The f2py package, which is distributed with numpy, makes it relatively easy to compile Fortran code directly into Python modules. Using the same Fortran code as above (in ffcn.f), the code is compiled into a Python module using

f2py -m ffcn -c ffcn.f

and the resulting module provides access to the integrand from Python:

import vegas
import ffcn

def main():
    integ = vegas.Integrator(4 *[[0,1]])
    print(integ(ffcn.fcn, neval=1e4, nitn=10).summary())
    print(integ(ffcn.fcn, neval=1e4, nitn=10).summary())

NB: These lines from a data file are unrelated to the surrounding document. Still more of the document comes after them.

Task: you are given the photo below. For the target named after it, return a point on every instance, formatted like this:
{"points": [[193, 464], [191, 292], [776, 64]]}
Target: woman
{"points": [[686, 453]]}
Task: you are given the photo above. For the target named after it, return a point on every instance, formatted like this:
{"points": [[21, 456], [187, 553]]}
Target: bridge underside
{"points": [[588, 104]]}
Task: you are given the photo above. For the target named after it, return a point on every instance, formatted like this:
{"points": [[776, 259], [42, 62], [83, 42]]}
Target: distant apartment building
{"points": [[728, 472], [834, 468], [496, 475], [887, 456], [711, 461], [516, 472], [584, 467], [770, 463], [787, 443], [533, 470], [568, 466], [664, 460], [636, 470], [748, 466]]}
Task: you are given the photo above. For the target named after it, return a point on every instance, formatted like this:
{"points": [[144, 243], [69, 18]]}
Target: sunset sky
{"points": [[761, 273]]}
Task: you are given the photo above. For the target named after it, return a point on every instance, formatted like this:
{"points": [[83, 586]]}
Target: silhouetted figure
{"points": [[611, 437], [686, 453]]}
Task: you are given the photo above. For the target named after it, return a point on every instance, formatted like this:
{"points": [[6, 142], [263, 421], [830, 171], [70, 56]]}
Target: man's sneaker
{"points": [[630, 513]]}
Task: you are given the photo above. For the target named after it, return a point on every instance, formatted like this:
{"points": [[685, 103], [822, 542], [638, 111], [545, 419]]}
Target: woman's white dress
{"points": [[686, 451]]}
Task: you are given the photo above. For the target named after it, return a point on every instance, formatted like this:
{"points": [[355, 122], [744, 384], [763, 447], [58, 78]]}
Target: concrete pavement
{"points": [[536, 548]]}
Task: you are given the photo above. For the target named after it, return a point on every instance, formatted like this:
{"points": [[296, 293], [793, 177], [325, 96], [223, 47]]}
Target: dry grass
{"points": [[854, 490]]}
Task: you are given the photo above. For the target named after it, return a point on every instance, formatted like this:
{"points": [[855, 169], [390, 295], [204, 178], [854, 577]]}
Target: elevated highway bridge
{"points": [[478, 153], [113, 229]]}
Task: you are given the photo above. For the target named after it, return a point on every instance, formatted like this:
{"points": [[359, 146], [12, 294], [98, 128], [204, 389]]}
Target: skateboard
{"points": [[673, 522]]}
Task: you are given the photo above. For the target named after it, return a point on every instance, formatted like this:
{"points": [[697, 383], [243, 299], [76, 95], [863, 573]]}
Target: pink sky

if __name__ == '__main__':
    main()

Again you can make the code somewhat faster by converting the integrand into a batch integrand inside the Fortran module. Adding the following function to the end of file ffcn.f above :

c part 2 of file ffcn.f --- batch form of integrand

      subroutine batch_fcn(ans, x, dim, nbatch)
      integer dim, nbatch, i, j
      real*8 x(nbatch, dim), xi(dim), ans(nbatch), fcn
cf2py intent(out) ans
      do i=1,nbatch
            do j=1,dim
                  xi(j) = x(i, j)
            end do
            ans(i) = fcn(xi, dim)
      end do
      end

results in a second Python function ffcn.batch_fcn(x) that takes the integration points x[i,d] as input and returns an array of integrand values ans[i]. (The second Fortran comment tells f2py that array ans should be returned by the correponding Python function; f2py also has the function automatically deduce dim and nbatch from the shape of x.) The correponding Python script for doing the integral is then:

import vegas
import ffcn_f2py
import numpy as np

def main():
    integ = vegas.Integrator(4 *[[0,1]])
    batch_fcn = vegas.batchintegrand(ffcn_f2py.batch_fcn)
    print(integ(batch_fcn, neval=1e6, nitn=10).summary())
    print(integ(batch_fcn, neval=1e6, nitn=10).summary())

if __name__ == '__main__':
    main()

This runs roughly twice as fast as the original, and about the same speed as the batch versions of the C code, above.